Two I suppose. If your a fan like me. Add in his frequent leading lady, the beautiful Virginia Mayo and we have a fun filled technicolor extravaganza highlighted by dance numbers featuring Vera-Ellen.
This Goldwyn production by way of RKO begins with Danny playing the star comedian at The Pelican Club. He’s always “on” and bursting with energy when chatting with backstage members and cab drivers. Vera-Ellen is his dancer girlfriend and the woman he intends to marry. Things are about to go awry for Danny when local hood Steve Cochran makes bail. Danny is scheduled to testify that Cochran did indeed commit a murder.
Cochran sends in a couple of “the boys” to take him for a ride. Allen Jenkins and Edward Brophy do just that dumping the bullet riddled body of Danny off a bridge into a river below.
With our leading man killed shortly after the film’s opening we can take solace in the fact that Danny’s star comedian has a super identical twin played by Danny. Who else? The only thing is, he’s a rather quiet bookworm who is scared to death of women. Still he does attract the blonde haired librarian played by Miss Mayo. (I don’t recall any librarians looking like Virginia when I was a frequent visitor in my researching film books growing up)
Our quiet and shy Danny begins to hear music and otherworldly noises that lead him to the bridge where our first Danny took a dive. With the use of some slick F/X, Danny appears opposite himself as the smooth talker convinces the mopish version that he is indeed dead. A ghost who needs his live brother to take his place and see to it that he is avenged and Cochran locked up.
In order to pull off much of the ruse, funny man Danny enters the body of his brother leading to some major hi-jinks when Cochran and his cronies find out that Danny is still alive. Or so they believe.
The major laughs occur when our shy Danny is abandoned by the spirit of his brother and must fend off not only the gangsters but Vera-Ellen who believes she is to be married very shortly to Kaye. All this while poor Danny would like nothing better than to court Miss Mayo who is beginning to think Danny is “nutty as a fruitcake.”

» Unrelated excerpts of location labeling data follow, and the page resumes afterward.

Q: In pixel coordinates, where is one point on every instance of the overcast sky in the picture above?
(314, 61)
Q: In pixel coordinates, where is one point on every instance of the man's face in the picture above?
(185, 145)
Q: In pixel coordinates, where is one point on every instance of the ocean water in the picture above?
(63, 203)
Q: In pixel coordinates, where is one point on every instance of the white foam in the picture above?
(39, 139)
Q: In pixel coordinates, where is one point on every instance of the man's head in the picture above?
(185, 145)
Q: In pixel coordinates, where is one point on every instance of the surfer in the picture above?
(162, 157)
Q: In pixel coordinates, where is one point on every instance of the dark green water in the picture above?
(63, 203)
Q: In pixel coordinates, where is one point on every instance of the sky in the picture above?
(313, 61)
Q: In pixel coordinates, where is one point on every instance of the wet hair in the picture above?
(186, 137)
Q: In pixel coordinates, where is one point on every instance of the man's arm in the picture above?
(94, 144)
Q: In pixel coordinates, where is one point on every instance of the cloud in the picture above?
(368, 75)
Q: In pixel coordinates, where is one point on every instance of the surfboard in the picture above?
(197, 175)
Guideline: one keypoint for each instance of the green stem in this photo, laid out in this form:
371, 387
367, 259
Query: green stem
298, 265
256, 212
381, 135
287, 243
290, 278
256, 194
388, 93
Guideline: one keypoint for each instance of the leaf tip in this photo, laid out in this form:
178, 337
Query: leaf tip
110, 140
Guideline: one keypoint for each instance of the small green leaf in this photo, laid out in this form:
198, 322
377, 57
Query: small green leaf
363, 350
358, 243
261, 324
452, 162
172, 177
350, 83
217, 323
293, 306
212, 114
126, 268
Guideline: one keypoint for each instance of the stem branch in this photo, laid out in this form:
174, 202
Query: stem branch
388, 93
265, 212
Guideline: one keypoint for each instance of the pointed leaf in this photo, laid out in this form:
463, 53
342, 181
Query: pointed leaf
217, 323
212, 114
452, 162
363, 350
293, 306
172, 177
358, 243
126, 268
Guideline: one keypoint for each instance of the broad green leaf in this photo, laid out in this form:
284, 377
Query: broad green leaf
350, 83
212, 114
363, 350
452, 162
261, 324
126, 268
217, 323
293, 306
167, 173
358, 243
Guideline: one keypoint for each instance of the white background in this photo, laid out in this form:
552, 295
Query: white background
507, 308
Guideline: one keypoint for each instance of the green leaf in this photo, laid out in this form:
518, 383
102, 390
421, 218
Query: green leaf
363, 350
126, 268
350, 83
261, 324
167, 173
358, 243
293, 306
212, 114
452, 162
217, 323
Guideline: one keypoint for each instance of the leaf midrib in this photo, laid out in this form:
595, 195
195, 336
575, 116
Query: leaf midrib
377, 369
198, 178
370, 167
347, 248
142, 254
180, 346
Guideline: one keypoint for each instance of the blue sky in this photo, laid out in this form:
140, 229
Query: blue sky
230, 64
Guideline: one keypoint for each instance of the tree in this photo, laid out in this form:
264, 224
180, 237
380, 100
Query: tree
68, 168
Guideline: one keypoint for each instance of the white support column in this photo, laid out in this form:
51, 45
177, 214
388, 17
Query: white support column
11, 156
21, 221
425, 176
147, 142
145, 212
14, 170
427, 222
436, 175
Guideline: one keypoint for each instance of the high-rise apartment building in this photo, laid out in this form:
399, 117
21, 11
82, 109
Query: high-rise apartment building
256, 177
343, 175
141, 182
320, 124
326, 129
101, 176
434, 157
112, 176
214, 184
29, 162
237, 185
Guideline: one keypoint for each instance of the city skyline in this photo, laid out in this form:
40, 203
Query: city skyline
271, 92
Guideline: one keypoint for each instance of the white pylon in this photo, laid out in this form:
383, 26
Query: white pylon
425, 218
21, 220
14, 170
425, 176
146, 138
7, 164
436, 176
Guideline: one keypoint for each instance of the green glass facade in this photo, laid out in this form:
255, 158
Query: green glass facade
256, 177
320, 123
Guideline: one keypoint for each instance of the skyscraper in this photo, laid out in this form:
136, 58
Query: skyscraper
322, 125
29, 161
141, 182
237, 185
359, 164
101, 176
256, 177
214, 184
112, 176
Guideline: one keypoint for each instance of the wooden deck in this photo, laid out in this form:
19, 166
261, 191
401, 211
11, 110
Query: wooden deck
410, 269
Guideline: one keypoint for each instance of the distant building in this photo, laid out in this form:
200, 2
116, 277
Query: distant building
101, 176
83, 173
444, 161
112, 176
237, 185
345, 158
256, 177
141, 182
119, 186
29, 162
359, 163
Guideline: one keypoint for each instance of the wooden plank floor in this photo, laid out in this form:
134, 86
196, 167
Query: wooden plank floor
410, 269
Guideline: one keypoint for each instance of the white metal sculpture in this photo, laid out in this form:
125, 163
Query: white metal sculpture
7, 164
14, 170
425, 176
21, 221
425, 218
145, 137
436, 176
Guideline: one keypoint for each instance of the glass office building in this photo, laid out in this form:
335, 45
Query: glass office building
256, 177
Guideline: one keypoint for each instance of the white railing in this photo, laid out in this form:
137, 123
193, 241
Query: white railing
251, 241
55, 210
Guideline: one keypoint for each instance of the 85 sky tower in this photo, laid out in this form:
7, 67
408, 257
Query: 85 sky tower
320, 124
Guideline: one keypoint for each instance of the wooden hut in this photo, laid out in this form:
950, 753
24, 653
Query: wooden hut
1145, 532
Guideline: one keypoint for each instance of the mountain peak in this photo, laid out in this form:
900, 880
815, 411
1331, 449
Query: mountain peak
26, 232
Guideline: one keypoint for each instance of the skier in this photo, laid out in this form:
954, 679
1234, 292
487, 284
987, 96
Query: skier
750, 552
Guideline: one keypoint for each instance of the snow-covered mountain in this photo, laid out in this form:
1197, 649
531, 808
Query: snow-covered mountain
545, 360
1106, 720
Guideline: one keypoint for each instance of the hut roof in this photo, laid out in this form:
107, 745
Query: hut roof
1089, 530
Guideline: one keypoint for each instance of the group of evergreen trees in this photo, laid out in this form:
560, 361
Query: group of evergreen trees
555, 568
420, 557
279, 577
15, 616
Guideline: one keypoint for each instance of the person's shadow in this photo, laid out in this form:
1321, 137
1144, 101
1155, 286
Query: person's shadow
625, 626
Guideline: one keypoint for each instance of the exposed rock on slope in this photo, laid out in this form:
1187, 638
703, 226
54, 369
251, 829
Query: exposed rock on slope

With all the plot devices here, Danny Kaye is given a wide berth to run wild with this role ranging from crashing the stage and singing opera to driving S.Z. Sakall crazy down at the local butcher shop. Along with Sakall, Jenkins and Brophy there are a few other faces one is sure to recognize. Huntz Hall turns up as a sailor who gets caught between Spirit Danny talking to Live Danny getting totally confused as to the conversation which seems aimed at his girl. Ray Teal of Bonanza makes an appearance as does Otto Kruger as the D.A. and Natalie Schafer, better known as castaway Mrs. Howell.
Kaye has always reminded me somewhat of Robin Williams. Turn him loose and begin laughing at his antics. This comedy adventure gives Danny plenty of opportunity to do just that as he takes to the stage at the Club in the movie. Listen close to catch the many nods to stars of the day when Danny is running at the mouth. Miss Mayo and Danny would have a run of successful romantic flicks mixed with music and adventure over the next few years under the guidance of Samuel Goldwyn before going separate ways in the decade ahead.
Vera-Ellen is probably more recognizable then Mayo as a Danny co-star to the general public nowadays due to the multiple showings of White Christmas on TV every year.
A fun time to be had here and thanks to the Warner Archive Collection, a set of Danny’s titles has been made available in a set package.